Near the beginning of the text, Morinis makes clear that the changes he believes are possible through Mussar will not come easily nor quickly. “Mussar isn’t about zooming to the top of the mountain in search of some sort of ‘instant enlightenment.’ It advises small steps, repeated regularly, since what changes quickly in one direction can just as easily change back again. Walking this way requires patience, as the Alter of Novarodok noted caustically. ‘The problem with people,’ he said, ‘is that they want to change overnight--and have a good night’s sleep that night, too.’” (p36)
This articulation of the importance of incremental progress for lasting change deeply resonated with this Bmore Incrementalist. But what came next was an important reminder for me: “As important as practice is to Mussar, it is only preparation. The real focus is Mussar work. What’s the difference? By practice I refer to the exercises and methods we do in retreat, in the quiet of private meditation, in our daily disciplines. Mussar work, in contrast, is what comes to us when we deal with the real-life situations for which our spiritual practice is preparation.” (p 37).

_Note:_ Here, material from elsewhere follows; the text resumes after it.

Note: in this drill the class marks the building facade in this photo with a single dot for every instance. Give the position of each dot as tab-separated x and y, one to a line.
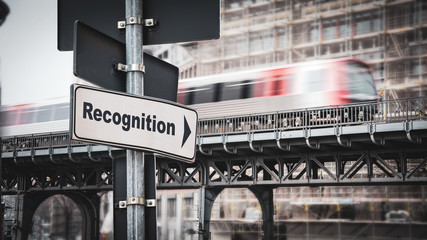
389	35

This reminder that my anti-oppressive practices (e.g. my reading and writing for this website or even the work of recording the podcast) are actually preparation for anti-oppressive action in my life. They are not an end in themselves. And, just as I started to feel self-judgment rise with this reminder, Morinis brought the perspective full-circle: “In Mussar, the route to changing a relationship (or changing the world, for that matter) is to do the spiritual practice needed to change yourself.” (p40) As with so many things, it’s both/and. Indeed, Morinis names the both/and earlier in the book when reminds us “learning of any kind is predominantly an intellectual activity, and the Mussar masters recognized from experience that the intellect is a valuable but incomplete tool for transformation.” (p29)

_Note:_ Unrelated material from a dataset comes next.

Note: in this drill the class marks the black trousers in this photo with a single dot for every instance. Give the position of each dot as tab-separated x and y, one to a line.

These useful insights around the scaffolding of a liberatory practice continue to manifest in some of the content itself. Compassion, rachamim in Hebrew, is one of the middot Mussar instructs us around. “Rachamim--compassion--does not come into being just by feeling empathy. The depth and richness of the emotional connection must be translated into action that expresses concretely how truly moved you are to take care of the other. It is the action you take that turns a relationship or a shared emotion into compassion.” (p 81) In other words, “compassion comes into being only by being put to use.” (p82) And so, again, Morinis through Mussar reminds me of the both/and of thought and action.

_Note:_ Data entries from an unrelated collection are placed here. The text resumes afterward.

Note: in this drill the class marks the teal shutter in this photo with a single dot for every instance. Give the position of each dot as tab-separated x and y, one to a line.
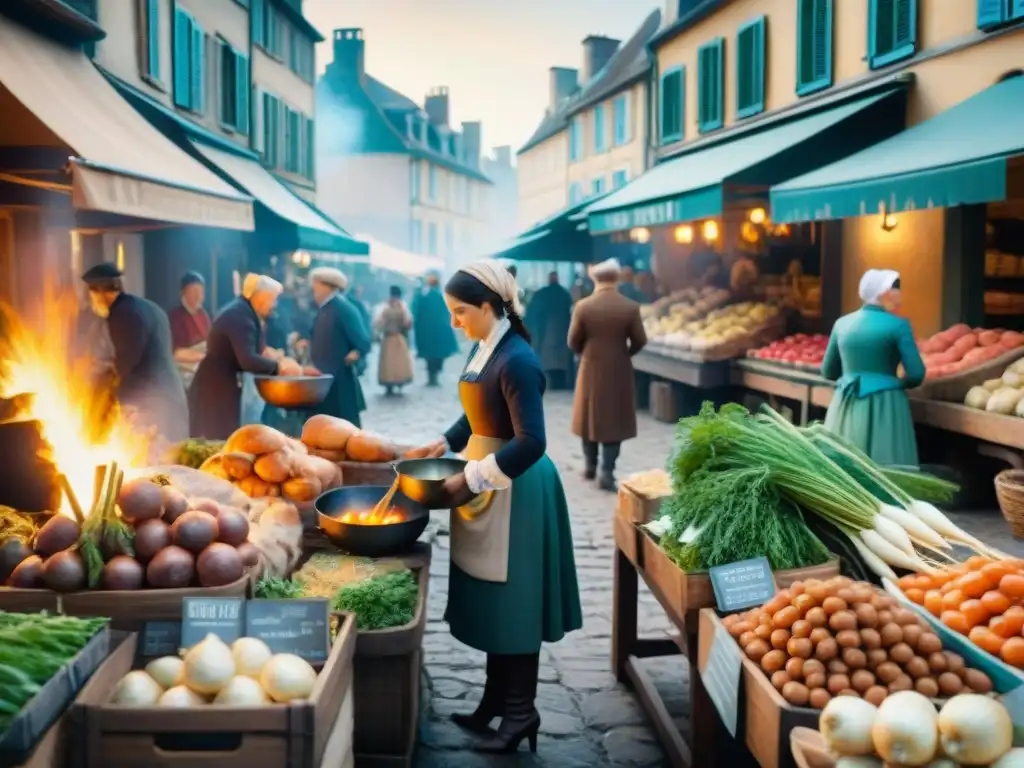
751	69
153	38
242	93
198	73
710	86
892	31
814	46
991	12
182	60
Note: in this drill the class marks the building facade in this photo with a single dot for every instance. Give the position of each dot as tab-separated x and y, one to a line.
231	82
591	140
728	71
396	170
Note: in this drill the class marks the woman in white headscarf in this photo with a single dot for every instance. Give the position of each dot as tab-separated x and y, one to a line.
512	583
865	350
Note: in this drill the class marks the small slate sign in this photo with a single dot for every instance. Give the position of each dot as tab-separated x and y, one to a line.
721	677
161	639
742	585
299	627
223	616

Even as the Truth resonates in me of the importance of awareness AND action, I am heartened and instructed by the guidance of how to get there. The daily practices, the aspiration to have greater awareness around our automatic responses--and the firm assertion that we can make different choices--feel so relevant and transferable. As Morinis frames it, Mussar is the work of refining and influencing the traits and patterns of our nefesh (the dimension of soul most closely aligned to what we in the west think of as ego) so that our neshamah (the dimension of soul that comes directly from the Divine) can more clearly shine through. It feels like a short and appropriate step to apply the same instructions and practices to refining and influencing the patterns we’ve inherited from an oppressive culture so that our most just selves can shine through.*
*I am not the first to see this clear parallel. Indeed, Rabbi David Jaffe teaches a robust curriculum that applies the practices of Mussar to social change. His book Changing the World from the Inside Out: A Jewish Approach to Personal and Social Change was one of my first introductions to Mussar.